Many sons and daughters were born to Adam after Seth, but Seth was the named successor and so the head of the line that were sons to God (remember Luke 3). At that time, the Sethite, human, sons of God began to call on the name of the LORD. So the situation leading up to the Nephilim account was that, near the beginning of human history, God's judgment had separated the line of Cain from the rest of humanity because of violence. The line of Cain was human, certainly, but it was the line of Seth, though human as well, that carried the name of God, called on that name and had the distinction of being called "sons of God."
At some point in time, when Cain's line had multiplied sufficiently, the males of Seth's line began running into and noticing the daughters of Cain's line. They were beautiful. The Sethite sons of God took (in a replication of Eve’s sin in garden) as many as they wished as wives and cross-bred. Since the cross-breeding was only one way (Seth’s line took Cain’s women, but Cain's line did not take Seth’s women) the implication is that unequal strength was brought to bear, perhaps even... violence.
The interbreeding within Cain’s line up to the time of this cross-breeding produced a much more constrained gene pool in Cain's line as compared to Seth's. When the lines cross-bred, gigantism manifested, probably not dissimilarly to the production of ligers when lions breed with tigers. The giants thus produced were called “Nephilim.” These folks of great stature physically also gained stature socially, and I think the inference that they did so through violence is reasonable.

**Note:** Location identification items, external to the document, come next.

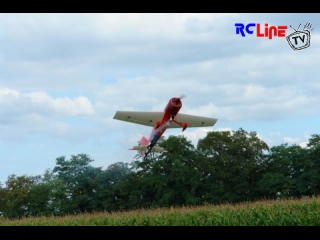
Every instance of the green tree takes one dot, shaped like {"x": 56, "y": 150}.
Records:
{"x": 284, "y": 166}
{"x": 78, "y": 181}
{"x": 14, "y": 197}
{"x": 309, "y": 181}
{"x": 232, "y": 166}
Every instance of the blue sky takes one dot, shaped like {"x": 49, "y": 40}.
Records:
{"x": 63, "y": 77}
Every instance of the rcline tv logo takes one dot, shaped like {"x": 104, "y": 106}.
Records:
{"x": 300, "y": 39}
{"x": 269, "y": 32}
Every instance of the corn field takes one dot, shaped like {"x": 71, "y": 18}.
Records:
{"x": 303, "y": 212}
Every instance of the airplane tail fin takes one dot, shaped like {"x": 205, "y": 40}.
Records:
{"x": 144, "y": 141}
{"x": 143, "y": 146}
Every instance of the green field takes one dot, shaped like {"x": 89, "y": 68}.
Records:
{"x": 303, "y": 212}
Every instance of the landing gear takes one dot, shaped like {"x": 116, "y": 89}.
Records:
{"x": 184, "y": 126}
{"x": 151, "y": 145}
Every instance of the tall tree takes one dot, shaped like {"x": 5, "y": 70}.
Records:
{"x": 233, "y": 165}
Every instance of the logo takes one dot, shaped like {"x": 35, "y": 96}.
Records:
{"x": 269, "y": 32}
{"x": 300, "y": 39}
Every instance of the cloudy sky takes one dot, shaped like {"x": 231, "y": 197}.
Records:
{"x": 63, "y": 77}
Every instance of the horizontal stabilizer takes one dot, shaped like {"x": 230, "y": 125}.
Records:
{"x": 144, "y": 148}
{"x": 150, "y": 118}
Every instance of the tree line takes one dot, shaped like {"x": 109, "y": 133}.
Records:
{"x": 228, "y": 166}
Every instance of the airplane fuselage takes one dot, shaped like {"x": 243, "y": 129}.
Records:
{"x": 160, "y": 127}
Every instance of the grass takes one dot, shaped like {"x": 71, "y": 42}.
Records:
{"x": 302, "y": 212}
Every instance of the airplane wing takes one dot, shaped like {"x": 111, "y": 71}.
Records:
{"x": 144, "y": 148}
{"x": 150, "y": 118}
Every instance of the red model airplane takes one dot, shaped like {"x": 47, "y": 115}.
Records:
{"x": 170, "y": 119}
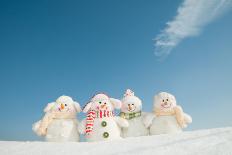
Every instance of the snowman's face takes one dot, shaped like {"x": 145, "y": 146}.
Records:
{"x": 64, "y": 105}
{"x": 131, "y": 104}
{"x": 165, "y": 101}
{"x": 101, "y": 104}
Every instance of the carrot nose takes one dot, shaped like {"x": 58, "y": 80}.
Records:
{"x": 102, "y": 106}
{"x": 62, "y": 106}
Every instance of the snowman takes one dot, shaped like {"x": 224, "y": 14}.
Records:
{"x": 59, "y": 123}
{"x": 131, "y": 110}
{"x": 100, "y": 123}
{"x": 168, "y": 117}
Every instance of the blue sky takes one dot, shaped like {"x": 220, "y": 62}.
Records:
{"x": 78, "y": 48}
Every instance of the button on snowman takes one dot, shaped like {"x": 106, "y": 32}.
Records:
{"x": 100, "y": 123}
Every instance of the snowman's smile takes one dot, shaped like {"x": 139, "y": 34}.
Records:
{"x": 131, "y": 108}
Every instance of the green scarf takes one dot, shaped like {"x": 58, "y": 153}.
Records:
{"x": 130, "y": 115}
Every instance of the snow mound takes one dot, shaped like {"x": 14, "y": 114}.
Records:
{"x": 211, "y": 141}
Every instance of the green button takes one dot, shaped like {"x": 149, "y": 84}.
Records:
{"x": 105, "y": 134}
{"x": 103, "y": 123}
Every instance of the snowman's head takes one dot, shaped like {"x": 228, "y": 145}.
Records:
{"x": 164, "y": 101}
{"x": 102, "y": 102}
{"x": 63, "y": 104}
{"x": 130, "y": 102}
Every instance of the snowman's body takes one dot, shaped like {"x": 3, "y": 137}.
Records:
{"x": 104, "y": 129}
{"x": 168, "y": 117}
{"x": 164, "y": 125}
{"x": 100, "y": 123}
{"x": 131, "y": 110}
{"x": 62, "y": 130}
{"x": 136, "y": 128}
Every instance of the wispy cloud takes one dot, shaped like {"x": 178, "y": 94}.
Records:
{"x": 192, "y": 16}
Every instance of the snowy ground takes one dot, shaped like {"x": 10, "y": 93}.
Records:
{"x": 210, "y": 142}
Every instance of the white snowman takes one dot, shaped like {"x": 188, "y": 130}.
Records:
{"x": 100, "y": 123}
{"x": 131, "y": 110}
{"x": 59, "y": 123}
{"x": 168, "y": 117}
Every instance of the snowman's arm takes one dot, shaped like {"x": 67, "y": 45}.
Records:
{"x": 147, "y": 120}
{"x": 188, "y": 118}
{"x": 81, "y": 126}
{"x": 123, "y": 123}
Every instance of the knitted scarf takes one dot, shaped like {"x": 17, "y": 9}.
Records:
{"x": 176, "y": 111}
{"x": 91, "y": 115}
{"x": 48, "y": 118}
{"x": 129, "y": 116}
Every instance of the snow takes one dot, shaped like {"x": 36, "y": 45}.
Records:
{"x": 210, "y": 141}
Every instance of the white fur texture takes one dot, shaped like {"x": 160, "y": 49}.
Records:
{"x": 131, "y": 104}
{"x": 136, "y": 128}
{"x": 61, "y": 130}
{"x": 165, "y": 124}
{"x": 103, "y": 102}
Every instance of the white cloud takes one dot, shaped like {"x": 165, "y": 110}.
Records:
{"x": 192, "y": 16}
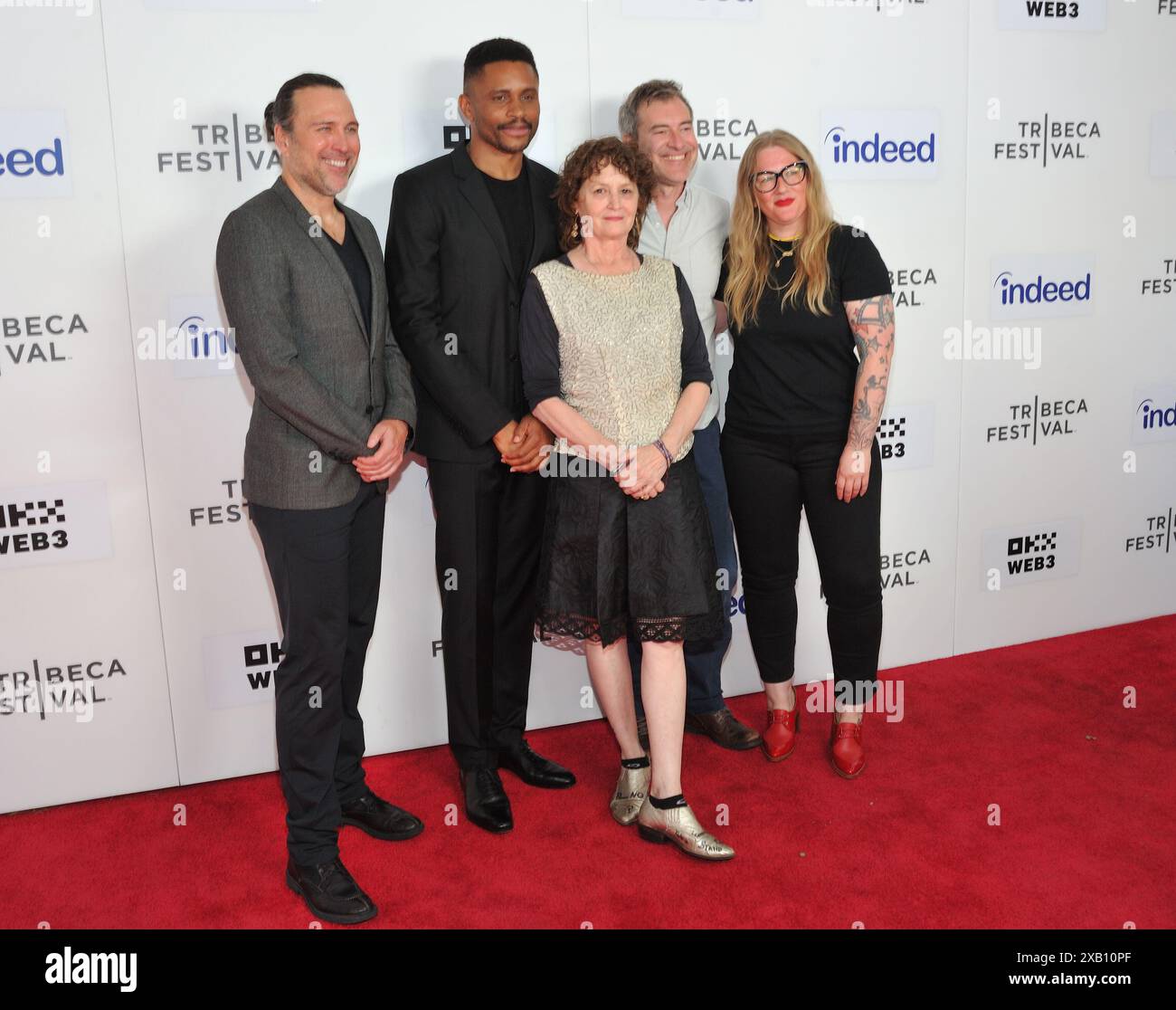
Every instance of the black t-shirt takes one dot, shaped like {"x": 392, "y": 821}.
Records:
{"x": 795, "y": 370}
{"x": 512, "y": 200}
{"x": 357, "y": 270}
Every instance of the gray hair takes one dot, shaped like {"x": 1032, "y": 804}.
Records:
{"x": 647, "y": 92}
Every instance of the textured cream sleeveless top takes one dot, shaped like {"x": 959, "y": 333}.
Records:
{"x": 620, "y": 348}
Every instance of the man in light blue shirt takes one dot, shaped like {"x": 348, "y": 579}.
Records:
{"x": 688, "y": 225}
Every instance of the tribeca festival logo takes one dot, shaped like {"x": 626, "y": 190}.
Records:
{"x": 1039, "y": 421}
{"x": 1038, "y": 286}
{"x": 45, "y": 689}
{"x": 239, "y": 669}
{"x": 1049, "y": 139}
{"x": 1155, "y": 533}
{"x": 1030, "y": 552}
{"x": 905, "y": 435}
{"x": 909, "y": 284}
{"x": 1155, "y": 414}
{"x": 236, "y": 148}
{"x": 892, "y": 144}
{"x": 222, "y": 513}
{"x": 1067, "y": 15}
{"x": 900, "y": 567}
{"x": 54, "y": 523}
{"x": 724, "y": 136}
{"x": 34, "y": 155}
{"x": 1165, "y": 284}
{"x": 199, "y": 345}
{"x": 36, "y": 339}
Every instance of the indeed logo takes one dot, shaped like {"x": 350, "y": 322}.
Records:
{"x": 1038, "y": 290}
{"x": 873, "y": 149}
{"x": 22, "y": 161}
{"x": 881, "y": 144}
{"x": 1156, "y": 417}
{"x": 34, "y": 151}
{"x": 1041, "y": 285}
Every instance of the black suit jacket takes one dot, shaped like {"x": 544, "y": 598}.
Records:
{"x": 454, "y": 300}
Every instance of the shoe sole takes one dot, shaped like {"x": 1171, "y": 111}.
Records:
{"x": 494, "y": 830}
{"x": 384, "y": 836}
{"x": 657, "y": 837}
{"x": 330, "y": 917}
{"x": 537, "y": 784}
{"x": 846, "y": 775}
{"x": 747, "y": 747}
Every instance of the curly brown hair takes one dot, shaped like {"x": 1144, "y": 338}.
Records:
{"x": 586, "y": 161}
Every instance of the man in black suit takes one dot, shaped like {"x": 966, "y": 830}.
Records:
{"x": 333, "y": 408}
{"x": 463, "y": 233}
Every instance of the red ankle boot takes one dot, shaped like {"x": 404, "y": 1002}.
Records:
{"x": 780, "y": 736}
{"x": 846, "y": 748}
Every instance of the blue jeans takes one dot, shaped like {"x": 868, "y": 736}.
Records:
{"x": 705, "y": 660}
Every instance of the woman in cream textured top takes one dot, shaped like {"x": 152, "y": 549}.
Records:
{"x": 615, "y": 364}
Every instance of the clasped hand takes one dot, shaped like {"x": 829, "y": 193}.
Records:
{"x": 640, "y": 472}
{"x": 387, "y": 438}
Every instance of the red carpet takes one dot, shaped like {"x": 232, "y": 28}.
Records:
{"x": 1086, "y": 790}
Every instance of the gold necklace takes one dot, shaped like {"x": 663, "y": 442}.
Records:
{"x": 784, "y": 253}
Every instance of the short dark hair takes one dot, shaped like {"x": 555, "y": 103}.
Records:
{"x": 642, "y": 94}
{"x": 280, "y": 112}
{"x": 586, "y": 161}
{"x": 494, "y": 51}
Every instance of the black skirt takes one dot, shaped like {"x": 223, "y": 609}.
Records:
{"x": 612, "y": 565}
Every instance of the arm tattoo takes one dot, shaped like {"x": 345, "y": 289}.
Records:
{"x": 871, "y": 321}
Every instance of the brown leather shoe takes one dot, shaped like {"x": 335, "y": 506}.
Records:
{"x": 724, "y": 729}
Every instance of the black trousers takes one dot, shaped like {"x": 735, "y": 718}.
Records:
{"x": 489, "y": 525}
{"x": 325, "y": 567}
{"x": 769, "y": 481}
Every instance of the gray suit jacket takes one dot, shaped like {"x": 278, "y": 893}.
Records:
{"x": 321, "y": 383}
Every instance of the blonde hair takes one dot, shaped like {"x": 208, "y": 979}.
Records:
{"x": 748, "y": 257}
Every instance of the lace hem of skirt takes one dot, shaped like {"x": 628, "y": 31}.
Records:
{"x": 658, "y": 629}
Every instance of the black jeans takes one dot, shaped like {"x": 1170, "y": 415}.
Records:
{"x": 768, "y": 482}
{"x": 325, "y": 567}
{"x": 489, "y": 525}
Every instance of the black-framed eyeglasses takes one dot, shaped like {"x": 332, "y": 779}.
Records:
{"x": 792, "y": 175}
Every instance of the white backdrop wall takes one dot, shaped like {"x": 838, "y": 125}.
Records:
{"x": 1024, "y": 497}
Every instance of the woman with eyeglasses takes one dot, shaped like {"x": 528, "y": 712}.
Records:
{"x": 811, "y": 320}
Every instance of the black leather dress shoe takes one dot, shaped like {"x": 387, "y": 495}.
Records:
{"x": 724, "y": 729}
{"x": 533, "y": 769}
{"x": 330, "y": 892}
{"x": 487, "y": 805}
{"x": 380, "y": 819}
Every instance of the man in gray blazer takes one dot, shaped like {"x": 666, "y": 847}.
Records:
{"x": 304, "y": 288}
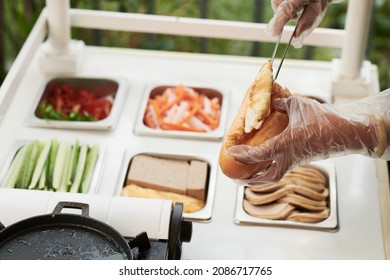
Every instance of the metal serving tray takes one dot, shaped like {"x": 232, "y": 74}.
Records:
{"x": 116, "y": 87}
{"x": 93, "y": 187}
{"x": 330, "y": 224}
{"x": 205, "y": 214}
{"x": 153, "y": 89}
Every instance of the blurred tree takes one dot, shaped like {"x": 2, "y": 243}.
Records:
{"x": 18, "y": 17}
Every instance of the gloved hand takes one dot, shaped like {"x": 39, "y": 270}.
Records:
{"x": 289, "y": 9}
{"x": 318, "y": 131}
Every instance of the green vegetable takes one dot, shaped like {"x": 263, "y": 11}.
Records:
{"x": 80, "y": 168}
{"x": 89, "y": 168}
{"x": 40, "y": 165}
{"x": 60, "y": 163}
{"x": 51, "y": 163}
{"x": 14, "y": 169}
{"x": 46, "y": 111}
{"x": 28, "y": 165}
{"x": 42, "y": 179}
{"x": 66, "y": 171}
{"x": 73, "y": 161}
{"x": 64, "y": 166}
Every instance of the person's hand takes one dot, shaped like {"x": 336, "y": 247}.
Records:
{"x": 315, "y": 131}
{"x": 289, "y": 9}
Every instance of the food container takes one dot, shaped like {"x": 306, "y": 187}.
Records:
{"x": 205, "y": 214}
{"x": 78, "y": 103}
{"x": 95, "y": 174}
{"x": 156, "y": 90}
{"x": 329, "y": 224}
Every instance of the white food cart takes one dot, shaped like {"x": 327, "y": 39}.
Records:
{"x": 362, "y": 218}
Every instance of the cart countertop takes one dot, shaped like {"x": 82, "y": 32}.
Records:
{"x": 361, "y": 233}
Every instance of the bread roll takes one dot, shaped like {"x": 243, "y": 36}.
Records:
{"x": 255, "y": 122}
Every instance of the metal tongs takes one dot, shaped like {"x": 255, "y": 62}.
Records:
{"x": 287, "y": 47}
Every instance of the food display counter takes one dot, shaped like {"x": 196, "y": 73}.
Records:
{"x": 359, "y": 228}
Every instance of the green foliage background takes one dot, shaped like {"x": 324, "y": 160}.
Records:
{"x": 18, "y": 17}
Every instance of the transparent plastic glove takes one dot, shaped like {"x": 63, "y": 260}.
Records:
{"x": 318, "y": 131}
{"x": 289, "y": 9}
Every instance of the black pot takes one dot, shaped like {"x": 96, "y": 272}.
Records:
{"x": 61, "y": 236}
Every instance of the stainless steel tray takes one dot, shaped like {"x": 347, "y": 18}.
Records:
{"x": 93, "y": 187}
{"x": 329, "y": 224}
{"x": 105, "y": 124}
{"x": 204, "y": 214}
{"x": 217, "y": 134}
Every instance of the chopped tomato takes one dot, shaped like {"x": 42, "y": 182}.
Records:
{"x": 70, "y": 101}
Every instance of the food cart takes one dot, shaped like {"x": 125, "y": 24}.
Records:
{"x": 360, "y": 224}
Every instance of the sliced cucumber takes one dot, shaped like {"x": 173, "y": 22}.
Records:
{"x": 28, "y": 165}
{"x": 40, "y": 164}
{"x": 51, "y": 163}
{"x": 60, "y": 164}
{"x": 73, "y": 162}
{"x": 89, "y": 168}
{"x": 66, "y": 169}
{"x": 80, "y": 168}
{"x": 42, "y": 179}
{"x": 13, "y": 171}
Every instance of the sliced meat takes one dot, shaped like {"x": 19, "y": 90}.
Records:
{"x": 308, "y": 217}
{"x": 273, "y": 211}
{"x": 159, "y": 173}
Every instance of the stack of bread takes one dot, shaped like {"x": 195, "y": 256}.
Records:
{"x": 302, "y": 195}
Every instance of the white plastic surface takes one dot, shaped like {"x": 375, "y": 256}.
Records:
{"x": 360, "y": 235}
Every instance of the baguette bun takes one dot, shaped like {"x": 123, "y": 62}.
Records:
{"x": 256, "y": 122}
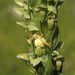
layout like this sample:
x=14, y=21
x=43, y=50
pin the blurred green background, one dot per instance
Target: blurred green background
x=12, y=39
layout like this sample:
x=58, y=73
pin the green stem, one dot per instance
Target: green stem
x=33, y=48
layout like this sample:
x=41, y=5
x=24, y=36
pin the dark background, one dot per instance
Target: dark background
x=12, y=39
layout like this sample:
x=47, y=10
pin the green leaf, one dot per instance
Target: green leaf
x=32, y=27
x=55, y=37
x=47, y=63
x=23, y=56
x=18, y=11
x=19, y=2
x=26, y=1
x=22, y=24
x=37, y=61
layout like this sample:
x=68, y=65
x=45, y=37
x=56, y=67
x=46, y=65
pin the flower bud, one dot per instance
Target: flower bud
x=50, y=24
x=42, y=15
x=58, y=65
x=38, y=43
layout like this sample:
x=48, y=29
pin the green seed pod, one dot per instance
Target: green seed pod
x=50, y=24
x=42, y=15
x=58, y=65
x=40, y=52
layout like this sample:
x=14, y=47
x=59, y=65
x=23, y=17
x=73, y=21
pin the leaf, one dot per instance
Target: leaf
x=19, y=2
x=22, y=24
x=26, y=15
x=32, y=27
x=18, y=11
x=59, y=45
x=55, y=53
x=37, y=61
x=23, y=56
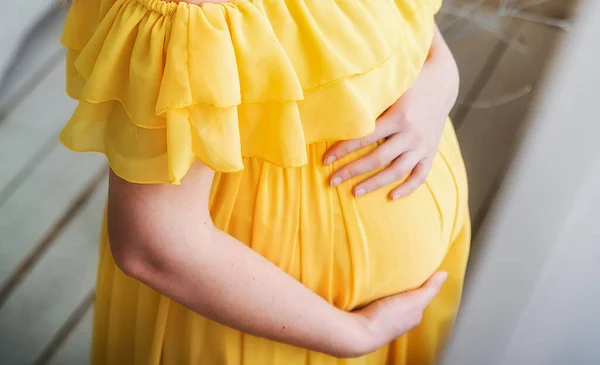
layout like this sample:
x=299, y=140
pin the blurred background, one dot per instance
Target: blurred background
x=516, y=57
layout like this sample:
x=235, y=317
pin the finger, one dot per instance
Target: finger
x=384, y=128
x=376, y=159
x=398, y=170
x=415, y=180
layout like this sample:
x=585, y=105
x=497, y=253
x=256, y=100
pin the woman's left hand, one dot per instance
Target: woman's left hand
x=411, y=128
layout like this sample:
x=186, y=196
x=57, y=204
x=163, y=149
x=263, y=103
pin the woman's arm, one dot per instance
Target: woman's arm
x=412, y=129
x=163, y=236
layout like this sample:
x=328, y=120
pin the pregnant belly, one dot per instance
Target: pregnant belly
x=349, y=251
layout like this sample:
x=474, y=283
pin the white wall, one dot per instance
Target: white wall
x=533, y=294
x=17, y=18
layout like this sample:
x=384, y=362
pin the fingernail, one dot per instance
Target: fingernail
x=335, y=182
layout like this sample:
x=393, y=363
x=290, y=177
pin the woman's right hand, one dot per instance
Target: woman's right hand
x=389, y=318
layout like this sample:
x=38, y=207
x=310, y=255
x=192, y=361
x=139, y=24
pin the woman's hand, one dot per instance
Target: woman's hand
x=389, y=318
x=412, y=130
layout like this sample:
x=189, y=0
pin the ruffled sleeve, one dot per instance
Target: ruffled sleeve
x=161, y=85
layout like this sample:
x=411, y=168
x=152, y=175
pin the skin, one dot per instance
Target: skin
x=412, y=130
x=156, y=238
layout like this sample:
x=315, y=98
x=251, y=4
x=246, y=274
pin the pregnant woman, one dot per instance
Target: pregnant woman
x=285, y=187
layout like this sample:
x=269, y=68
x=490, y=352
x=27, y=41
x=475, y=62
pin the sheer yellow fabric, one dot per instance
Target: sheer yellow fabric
x=162, y=84
x=258, y=90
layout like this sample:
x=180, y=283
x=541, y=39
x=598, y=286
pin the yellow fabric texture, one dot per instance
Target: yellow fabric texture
x=258, y=90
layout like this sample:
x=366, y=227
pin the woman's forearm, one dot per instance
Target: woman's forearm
x=227, y=282
x=164, y=237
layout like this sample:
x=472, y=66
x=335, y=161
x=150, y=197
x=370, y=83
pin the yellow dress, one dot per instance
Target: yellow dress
x=258, y=90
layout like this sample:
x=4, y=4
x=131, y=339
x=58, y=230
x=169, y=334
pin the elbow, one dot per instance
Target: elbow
x=134, y=255
x=131, y=259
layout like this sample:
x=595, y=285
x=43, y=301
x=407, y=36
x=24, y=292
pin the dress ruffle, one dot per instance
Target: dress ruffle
x=163, y=84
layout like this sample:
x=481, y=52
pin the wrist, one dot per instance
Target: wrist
x=359, y=336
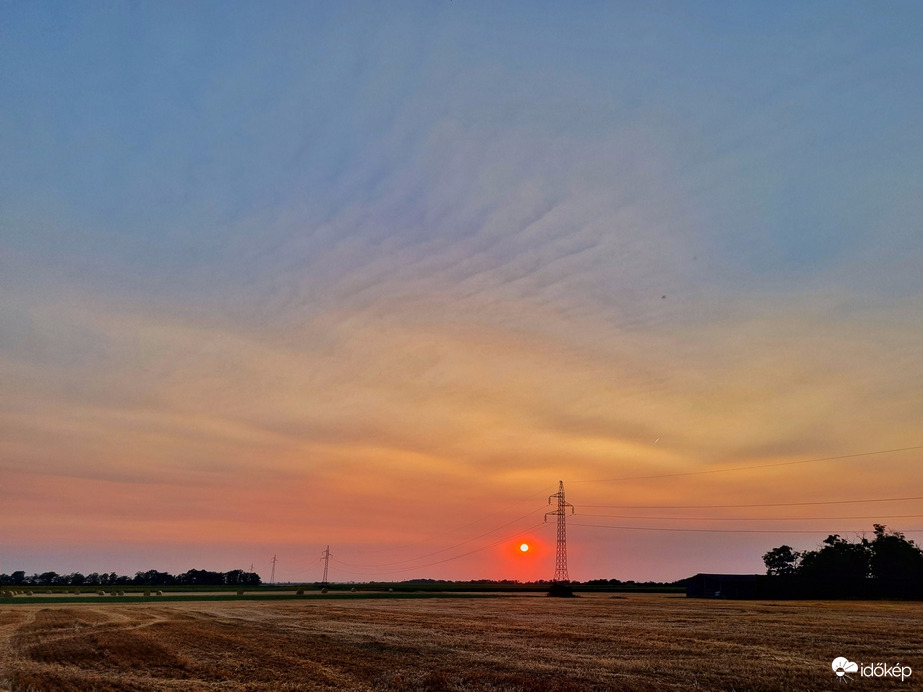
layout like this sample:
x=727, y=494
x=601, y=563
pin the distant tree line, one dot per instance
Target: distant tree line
x=887, y=566
x=194, y=577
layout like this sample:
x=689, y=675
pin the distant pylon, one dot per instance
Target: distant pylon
x=325, y=556
x=560, y=558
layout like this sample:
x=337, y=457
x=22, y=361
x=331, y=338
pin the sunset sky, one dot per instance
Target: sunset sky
x=378, y=275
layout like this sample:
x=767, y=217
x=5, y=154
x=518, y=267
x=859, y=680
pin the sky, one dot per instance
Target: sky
x=277, y=276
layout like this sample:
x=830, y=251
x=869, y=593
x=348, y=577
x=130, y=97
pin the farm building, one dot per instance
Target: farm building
x=722, y=586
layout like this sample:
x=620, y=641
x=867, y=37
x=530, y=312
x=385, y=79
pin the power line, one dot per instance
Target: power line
x=875, y=516
x=673, y=528
x=771, y=504
x=560, y=558
x=748, y=468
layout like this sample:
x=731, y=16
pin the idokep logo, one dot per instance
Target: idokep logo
x=843, y=667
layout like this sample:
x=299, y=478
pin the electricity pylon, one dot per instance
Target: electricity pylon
x=560, y=558
x=325, y=556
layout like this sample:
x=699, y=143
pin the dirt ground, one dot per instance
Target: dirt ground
x=524, y=642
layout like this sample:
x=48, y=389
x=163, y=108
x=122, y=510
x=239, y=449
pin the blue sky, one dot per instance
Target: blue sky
x=446, y=244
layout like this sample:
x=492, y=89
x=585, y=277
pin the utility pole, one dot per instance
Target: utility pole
x=560, y=558
x=325, y=556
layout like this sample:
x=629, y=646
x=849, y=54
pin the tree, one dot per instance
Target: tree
x=895, y=561
x=781, y=561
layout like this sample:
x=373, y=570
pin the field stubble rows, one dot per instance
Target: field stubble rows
x=518, y=643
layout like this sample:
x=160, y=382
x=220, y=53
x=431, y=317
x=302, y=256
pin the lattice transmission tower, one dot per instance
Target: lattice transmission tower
x=325, y=556
x=560, y=558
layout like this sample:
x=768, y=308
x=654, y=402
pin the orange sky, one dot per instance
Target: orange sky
x=278, y=279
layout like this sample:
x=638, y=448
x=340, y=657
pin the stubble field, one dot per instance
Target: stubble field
x=597, y=642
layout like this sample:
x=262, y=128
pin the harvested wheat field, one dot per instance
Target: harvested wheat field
x=598, y=642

It seems that the gene signal for gigantism remained a recessive trait in some of those descended from cross-breeding but not expressing it. This may have been the case for Noah's daughters-in-law, or Noah's wife, or maybe even in Noah himself, maybe even some combination of all those possibilities. Whatever the source, in the post-diluvian Sethite race derived from Noah's sons and their wives, gigantism manifested itself again. When it did, it seems the same proclivity toward violence and notoriety was manifested in Nephilim whether prediluvian or post.
The problem that led to The Flood, with all it's death and destruction, was that the human, but godly line of Adam and Seth had become violent, like the human but ungodly line of Cain. In the mixture of those populations, violence filled the earth and giants roamed the land. God regretted having made any of them and so judgment came in a deluge. So there it is, simple and straightforward—no angels, no angelic hybrids—just human sinners doing as sinners do, all the time.
Thankfully, Noah found grace in the eyes of the Lord, and so can we.